There was no subtlety in the fact that this was a leading question, and I waited until he stopped fussing with the wool covering and looked up at me to answer. “Aren’t you?”

“Well, yes.” He sat back with a sigh, turning to frown through the curtain of rain at the orphan hospital in the distance. “For one, we forgot to ask him about the sequel.”

I’d also realized this once it was too late to turn back and do anything about it. “Do you think he knows who Nathan Mugdock really is?”

Gage leaned forward to lift the opposite bench and retrieve his travel writing desk. “I don’t know.” He flicked open the brass latch to reveal the smooth mahogany writing surface and slid open the drawer to extract a sheet of paper. He paused, his lips flattening as he mulled over some unsettling thought. “But I do think he knows who killed Rookwood. Or at least he suspects it.”

I didn’t speak as he jotted off a quick request to the men he’d promised Mr. Heron he would send to help him move Rookwood’s things, the scent of ink mixing with wet wool inside the carriage. “Why didn’t you press him on it?” I asked as Gage waved the missive in the air to speed the drying.

“Because he never would have given me a straight answer, and then he would have been on his guard about any future questions I put to him on the topic. As you know, it’s always best to already know the answers to such questions before you ask them. And at the moment, we haven’t the slightest clue as to who the culprit is.” He folded the foolscap and then hollered for Peter, our footman, who was perched at the back of the carriage. Leaning through the doorway, he passed him the letter and then issued instructions on its delivery.

Once that task was completed, he put the lap desk aside and turned to me more fully. “Now, shall I deliver you home, or are you determined to accompany me to the businesses Mr. Heron visited yesterday on Rookwood’s behalf?”

I arched my eyebrows. “Must you ask?”

His mouth curled at the corners. “I figured it couldn’t hurt. Where to first, then?”

The chiming of the bells at nearby Trinity College Church drew my gaze toward New Town. “We’re only a short distance from the Theatre Royal. But will the proprietors be there at this hour?”

“I doubt it.”

“Then let’s visit the printer. This Mr. Lennox may know as much about Rookwood’s business as Mr. Heron, if not more.”

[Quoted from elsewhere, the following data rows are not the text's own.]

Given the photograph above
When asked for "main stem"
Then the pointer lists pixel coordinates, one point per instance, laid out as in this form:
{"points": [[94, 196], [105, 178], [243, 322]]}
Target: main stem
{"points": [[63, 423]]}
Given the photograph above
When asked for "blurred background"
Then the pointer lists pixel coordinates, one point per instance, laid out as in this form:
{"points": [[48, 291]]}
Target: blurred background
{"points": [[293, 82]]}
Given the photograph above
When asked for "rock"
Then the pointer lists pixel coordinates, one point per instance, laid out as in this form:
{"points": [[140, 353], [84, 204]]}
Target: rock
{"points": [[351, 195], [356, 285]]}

All trace of humor fled from Gage’s expression. “You heard Heron say that Lennox and Company Printers is located at the corner of Cowgate and Blackfriars.”

Which was a block south of High Street, just a short distance from our current location, but it plunged us into a very different world. Cowgate stretched to the west, connecting with Grassmarket, and hosted many of the poorest residents of Edinburgh, packed together in squalid tenements. We would be stepping up to the very edge of the area of the city hardest hit by the cholera morbus. It was only right that we should pause and evaluate the risk.

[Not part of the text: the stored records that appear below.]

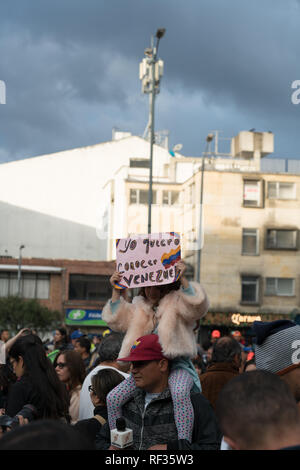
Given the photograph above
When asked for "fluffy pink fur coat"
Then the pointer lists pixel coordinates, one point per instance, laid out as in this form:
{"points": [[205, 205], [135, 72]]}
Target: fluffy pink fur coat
{"points": [[176, 315]]}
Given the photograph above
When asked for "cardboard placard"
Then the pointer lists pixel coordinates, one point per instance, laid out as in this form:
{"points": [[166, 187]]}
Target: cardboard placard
{"points": [[148, 260]]}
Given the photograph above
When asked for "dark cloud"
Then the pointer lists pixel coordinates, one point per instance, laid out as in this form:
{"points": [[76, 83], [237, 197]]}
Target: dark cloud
{"points": [[71, 71]]}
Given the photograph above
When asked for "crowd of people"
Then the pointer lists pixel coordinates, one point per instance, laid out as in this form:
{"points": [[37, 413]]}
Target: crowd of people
{"points": [[147, 368]]}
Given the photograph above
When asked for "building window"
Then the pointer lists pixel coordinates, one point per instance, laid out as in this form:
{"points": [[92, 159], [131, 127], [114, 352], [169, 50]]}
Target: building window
{"points": [[89, 287], [191, 193], [32, 286], [250, 241], [277, 190], [250, 289], [280, 286], [140, 196], [281, 239], [170, 198], [252, 196], [135, 163]]}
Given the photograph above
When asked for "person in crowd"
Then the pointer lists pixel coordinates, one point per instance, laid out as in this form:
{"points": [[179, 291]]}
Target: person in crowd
{"points": [[172, 311], [277, 350], [37, 382], [207, 352], [250, 365], [83, 348], [7, 378], [237, 335], [102, 383], [4, 336], [199, 365], [257, 411], [215, 335], [61, 340], [9, 342], [226, 360], [45, 435], [95, 358], [108, 352], [71, 371], [75, 335], [151, 407]]}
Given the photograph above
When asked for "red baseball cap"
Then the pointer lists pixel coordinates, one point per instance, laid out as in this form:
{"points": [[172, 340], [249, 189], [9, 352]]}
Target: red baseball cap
{"points": [[236, 333], [216, 334], [145, 348]]}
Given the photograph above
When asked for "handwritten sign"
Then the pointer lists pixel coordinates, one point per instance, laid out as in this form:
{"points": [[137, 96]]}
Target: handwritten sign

“I brought the Chantilly veil that matches this capote so I could drape it over my face if needed,” I told him, pulling the delicately folded lace from the pocket of my mantua. “That would offer some extra protection. And I can button my pelerine higher on my throat.” I clasped the small cape-like garment draped over my voluminous mantua together at the neck to illustrate.

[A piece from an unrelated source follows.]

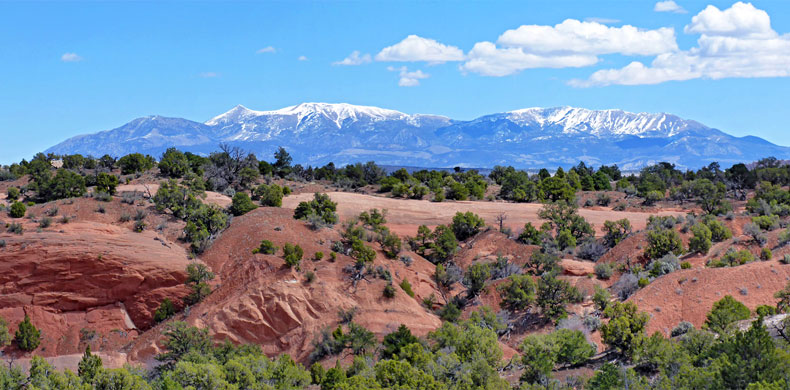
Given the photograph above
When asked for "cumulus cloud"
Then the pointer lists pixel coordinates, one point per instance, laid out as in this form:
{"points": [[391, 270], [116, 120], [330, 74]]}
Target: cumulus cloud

Gage carefully considered these suggestions before guardedly adding, “I suppose we aren’t going to encounter a great deal of people gathered around a print shop. And the fumes from the equipment likely overpower any of the bad air that might waft over from the neighboring tenements.” His gaze assessed me once more before he sighed heavily and knocked on the ceiling of the carriage to issue instructions to our coachman.